First, a little history lesson. The old refrigerants were bad for the ozone layer in the stratosphere. A government mandate reduced the amount of production of R-22 every year until it is completely stopped in 2020. As part of the agreement, production ended in 2010 for new air conditioning units “charged” with R-22. To date, R-22 production has dropped by 90 percent. Because production is limited, costs to charge existing units that are leaking R-22 refrigerant are rapidly increasing.
R-22 was meant to be a transition until a new type of refrigerant could be developed to take its place. That’s when R-410A came into play. It’s an environmentally friendly refrigerant which has replaced R-22 in all new air conditioning units.
But through the transition, air conditioners using R-22 were still being installed due to a loophole. A lot of new R-22 air conditioners were installed, despite the EPA’s intention to accelerate the transition to R-410A. This left a lot of units out there still needing R-22. So the simple reason for high air conditioner refrigerant costs is supply and demand. There is more demand than there is available supply.

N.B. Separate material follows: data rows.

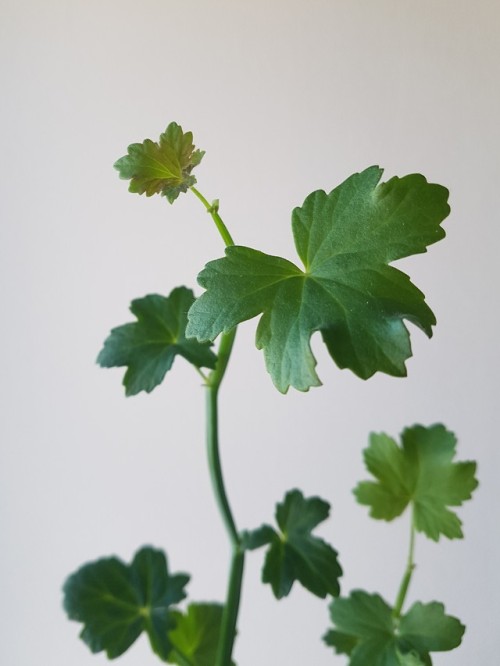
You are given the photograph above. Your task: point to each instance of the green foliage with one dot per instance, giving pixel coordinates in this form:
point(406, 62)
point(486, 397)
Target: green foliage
point(420, 473)
point(294, 553)
point(196, 635)
point(148, 347)
point(164, 167)
point(116, 602)
point(347, 290)
point(368, 633)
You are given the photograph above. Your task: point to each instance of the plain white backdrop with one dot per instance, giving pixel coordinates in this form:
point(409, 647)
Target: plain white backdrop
point(286, 97)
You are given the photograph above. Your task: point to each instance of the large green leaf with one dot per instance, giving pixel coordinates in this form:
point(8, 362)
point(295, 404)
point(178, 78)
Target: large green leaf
point(195, 638)
point(295, 553)
point(420, 473)
point(116, 602)
point(347, 290)
point(164, 167)
point(148, 347)
point(366, 630)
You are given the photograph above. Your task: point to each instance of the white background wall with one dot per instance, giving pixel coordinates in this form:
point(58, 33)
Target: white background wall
point(285, 97)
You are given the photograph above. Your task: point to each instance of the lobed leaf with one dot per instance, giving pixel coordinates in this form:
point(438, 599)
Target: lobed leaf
point(161, 168)
point(195, 638)
point(422, 473)
point(346, 290)
point(149, 346)
point(295, 554)
point(367, 632)
point(116, 602)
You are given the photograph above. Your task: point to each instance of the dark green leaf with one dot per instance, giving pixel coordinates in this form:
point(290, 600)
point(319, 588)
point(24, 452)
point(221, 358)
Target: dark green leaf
point(164, 167)
point(116, 602)
point(420, 473)
point(294, 553)
point(148, 347)
point(196, 635)
point(347, 290)
point(368, 633)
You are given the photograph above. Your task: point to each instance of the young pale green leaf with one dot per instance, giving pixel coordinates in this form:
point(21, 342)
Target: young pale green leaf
point(347, 290)
point(116, 602)
point(294, 553)
point(164, 167)
point(195, 638)
point(366, 631)
point(148, 347)
point(420, 473)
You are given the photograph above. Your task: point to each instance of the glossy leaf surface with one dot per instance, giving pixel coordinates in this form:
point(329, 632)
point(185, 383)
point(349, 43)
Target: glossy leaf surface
point(149, 346)
point(294, 553)
point(162, 167)
point(366, 631)
point(420, 472)
point(346, 290)
point(116, 602)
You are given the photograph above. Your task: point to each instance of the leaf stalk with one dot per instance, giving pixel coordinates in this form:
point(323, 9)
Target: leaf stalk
point(407, 576)
point(212, 383)
point(213, 210)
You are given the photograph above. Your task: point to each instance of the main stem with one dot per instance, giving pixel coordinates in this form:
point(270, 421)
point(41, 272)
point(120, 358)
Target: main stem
point(410, 568)
point(213, 382)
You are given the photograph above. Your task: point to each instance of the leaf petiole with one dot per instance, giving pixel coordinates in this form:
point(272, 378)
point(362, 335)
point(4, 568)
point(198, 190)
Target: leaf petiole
point(410, 568)
point(213, 210)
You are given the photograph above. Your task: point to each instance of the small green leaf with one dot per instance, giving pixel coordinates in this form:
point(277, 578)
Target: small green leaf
point(116, 602)
point(294, 553)
point(347, 290)
point(148, 347)
point(368, 633)
point(164, 167)
point(420, 473)
point(195, 638)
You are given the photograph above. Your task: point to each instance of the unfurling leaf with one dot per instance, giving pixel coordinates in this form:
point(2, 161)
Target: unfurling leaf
point(116, 602)
point(347, 290)
point(195, 638)
point(294, 553)
point(164, 167)
point(148, 347)
point(367, 632)
point(420, 473)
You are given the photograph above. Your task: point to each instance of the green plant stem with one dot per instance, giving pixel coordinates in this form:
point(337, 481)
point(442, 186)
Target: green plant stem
point(231, 607)
point(213, 209)
point(213, 382)
point(410, 567)
point(179, 658)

The price of R-22 has soared and often runs 3 to 5 times the cost of R-410A. And if you think it costs a lot now, just wait. Five years ago R-22 sold for $10 per pound. Today R-22 can be as much as $50 per pound, depending on where you purchase it. Typical residential air conditioning units hold from 5 to 15 pounds of R-22. Even more, according to the EPA, production and sale of R-22 be cease completely by 2020.
Should you need R-22 for your air conditioning unit, your best best is to work with Fixd authorized HVAC companies to find the best price. It’s a matter of supply and demand. It will also depend on what these companies paid when they purchased R-22, so prices will vary. Companies have quoted prices ranging from $35 to $175 per pound. Be sure you ask if this cost includes the cost of service charge and labor.
To see if you are getting a fair price, you can always look at the current price on Amazon and other online sites. As of April 2019, the cost is running on average at $20 per pound. That’s double what it was five years ago. Please keep in mind, if you are trying to purchase R-22 for personal use, you need to be 608 certified with the Environmental Protection Agency.
Now, let’s figure out your home’s specific air conditioner refrigerant costs:
The rule of thumb is two to four pounds of refrigerant per one ton of your unit. You should always check the specifications of your unit. However, most home air conditioning units are between one ton and five tons. Anything over five tons is considered a commercial grade unit.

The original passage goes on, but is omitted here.